Genetic studies have shown that tumors caused by PTEN mutations are dependent on PI3K and AKT1. In the multi-gene engineering mouse model system, targeting the kinase on the PI3K-PTEN-AKT-mTOR signaling pathway can inhibit tumor growth caused by any of the above-mentioned cancer driver genes.
Translating these findings into effective cancer treatments is a top priority, because the PI3K-PTEN-AKT-mTOR signaling pathway may be the most common activation-driven pathway in human cancers. However, the growth of PIK3CA mutant tumors depends on PI3Ka.

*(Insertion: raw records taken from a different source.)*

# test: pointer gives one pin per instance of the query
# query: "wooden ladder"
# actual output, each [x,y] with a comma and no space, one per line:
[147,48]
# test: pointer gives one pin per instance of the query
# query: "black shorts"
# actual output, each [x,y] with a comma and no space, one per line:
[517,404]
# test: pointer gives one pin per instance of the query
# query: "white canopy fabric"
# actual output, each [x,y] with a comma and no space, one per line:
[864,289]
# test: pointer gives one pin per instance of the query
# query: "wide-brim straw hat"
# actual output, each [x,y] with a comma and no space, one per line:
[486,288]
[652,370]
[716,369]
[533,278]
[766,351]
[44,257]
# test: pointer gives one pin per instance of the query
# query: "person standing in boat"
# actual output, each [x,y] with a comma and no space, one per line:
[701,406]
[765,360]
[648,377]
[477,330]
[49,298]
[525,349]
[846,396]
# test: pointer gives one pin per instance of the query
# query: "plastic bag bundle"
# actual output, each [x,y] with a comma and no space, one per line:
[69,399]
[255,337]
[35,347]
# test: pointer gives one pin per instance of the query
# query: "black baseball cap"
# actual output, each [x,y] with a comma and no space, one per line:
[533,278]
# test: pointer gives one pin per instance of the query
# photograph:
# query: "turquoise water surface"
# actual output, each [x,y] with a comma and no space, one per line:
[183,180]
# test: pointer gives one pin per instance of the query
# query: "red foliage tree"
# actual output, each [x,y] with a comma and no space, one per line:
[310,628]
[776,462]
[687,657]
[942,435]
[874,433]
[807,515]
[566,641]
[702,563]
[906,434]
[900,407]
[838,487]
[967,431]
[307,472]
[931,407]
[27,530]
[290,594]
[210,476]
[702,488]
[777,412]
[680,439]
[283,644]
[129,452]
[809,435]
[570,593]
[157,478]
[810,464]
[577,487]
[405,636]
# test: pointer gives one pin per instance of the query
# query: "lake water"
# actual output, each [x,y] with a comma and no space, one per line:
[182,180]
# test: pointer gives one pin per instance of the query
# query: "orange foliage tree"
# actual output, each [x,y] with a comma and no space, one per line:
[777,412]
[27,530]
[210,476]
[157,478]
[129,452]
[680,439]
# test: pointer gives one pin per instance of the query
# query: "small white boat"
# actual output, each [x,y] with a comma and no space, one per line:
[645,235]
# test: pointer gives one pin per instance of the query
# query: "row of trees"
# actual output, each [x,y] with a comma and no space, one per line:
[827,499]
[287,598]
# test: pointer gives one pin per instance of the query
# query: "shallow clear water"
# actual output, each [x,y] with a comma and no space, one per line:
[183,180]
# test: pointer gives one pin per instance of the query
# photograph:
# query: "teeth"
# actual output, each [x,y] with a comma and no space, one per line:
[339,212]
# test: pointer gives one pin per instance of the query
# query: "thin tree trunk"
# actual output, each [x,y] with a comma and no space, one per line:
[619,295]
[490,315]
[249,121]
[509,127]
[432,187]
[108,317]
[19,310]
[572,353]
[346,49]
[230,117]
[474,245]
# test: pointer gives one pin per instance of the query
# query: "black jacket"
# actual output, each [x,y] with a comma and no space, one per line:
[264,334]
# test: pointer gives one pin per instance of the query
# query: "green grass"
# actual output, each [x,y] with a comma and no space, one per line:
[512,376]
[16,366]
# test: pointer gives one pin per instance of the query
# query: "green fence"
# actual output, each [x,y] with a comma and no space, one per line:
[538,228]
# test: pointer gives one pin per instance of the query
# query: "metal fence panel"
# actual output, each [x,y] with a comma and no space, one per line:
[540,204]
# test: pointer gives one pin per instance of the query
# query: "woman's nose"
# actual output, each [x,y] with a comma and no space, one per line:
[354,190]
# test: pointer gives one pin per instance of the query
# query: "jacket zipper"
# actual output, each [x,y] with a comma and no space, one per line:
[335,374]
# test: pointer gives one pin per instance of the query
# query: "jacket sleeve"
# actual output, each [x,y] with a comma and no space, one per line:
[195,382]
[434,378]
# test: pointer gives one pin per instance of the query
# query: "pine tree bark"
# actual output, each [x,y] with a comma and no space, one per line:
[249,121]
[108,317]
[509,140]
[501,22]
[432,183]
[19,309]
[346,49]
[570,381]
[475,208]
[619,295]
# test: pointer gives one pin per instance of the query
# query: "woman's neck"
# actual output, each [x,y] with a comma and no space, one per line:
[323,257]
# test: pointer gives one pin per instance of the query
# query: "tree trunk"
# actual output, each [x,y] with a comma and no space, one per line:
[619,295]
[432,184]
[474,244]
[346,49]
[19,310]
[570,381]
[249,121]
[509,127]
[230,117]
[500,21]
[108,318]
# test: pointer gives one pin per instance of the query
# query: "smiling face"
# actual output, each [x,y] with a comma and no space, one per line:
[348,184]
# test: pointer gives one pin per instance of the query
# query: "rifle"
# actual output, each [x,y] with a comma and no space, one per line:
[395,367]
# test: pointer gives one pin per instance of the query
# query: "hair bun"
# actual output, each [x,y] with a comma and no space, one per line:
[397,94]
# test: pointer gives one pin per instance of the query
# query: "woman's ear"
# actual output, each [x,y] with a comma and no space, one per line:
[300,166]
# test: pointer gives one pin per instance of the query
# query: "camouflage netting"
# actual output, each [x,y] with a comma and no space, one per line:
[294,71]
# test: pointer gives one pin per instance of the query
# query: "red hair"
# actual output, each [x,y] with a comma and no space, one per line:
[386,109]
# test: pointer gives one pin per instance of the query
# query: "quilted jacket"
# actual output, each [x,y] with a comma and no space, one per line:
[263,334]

In the case of PTEN-driven mutations, people usually selectively inhibit PI3Ka, but this in turn activates other kinases and reduces the efficacy of selective inhibitors. Therefore, although PI3K inhibitors are useful for PIK3CA mutant cancers, the selective targeted therapy of PI3K inhibitors for PTEN mutant cancers is more challenging.
Recently, a research team from the Cancer Institute of Icahn Medical College of Mount Sinai published a research paper titled: AKT degradation selectively inhibits the growth of PI3K/PTEN pathway mutant cancers with wild type KRAS and BRAF by destabilizing Aurora kinase B in Cancer Discovery. .
The research team used tumor cell lines to identify a new type of AKT degradation product-MS21. In the mutant PI3K/PTEN pathway, AKT degradation can inhibit tumor cell growth more persistently than AKT kinase inhibition. Pan-cancer analysis found that 19% of cases had mutations in the PI3K/PTEN pathway, suggesting that AKT degrading agent treatment can benefit these cancer patients.
In order to develop an effective bifunctional hybrid AKT small molecule degradation agent, the research team evaluated the effects of three AKT inhibitors on the level of AKT protein, and determined that MS21, which recruits VHL E3 ligase, was used as the lead compound. Competitive binding analysis also showed MS21 is a high binding affinity AKT targeted degradation agent.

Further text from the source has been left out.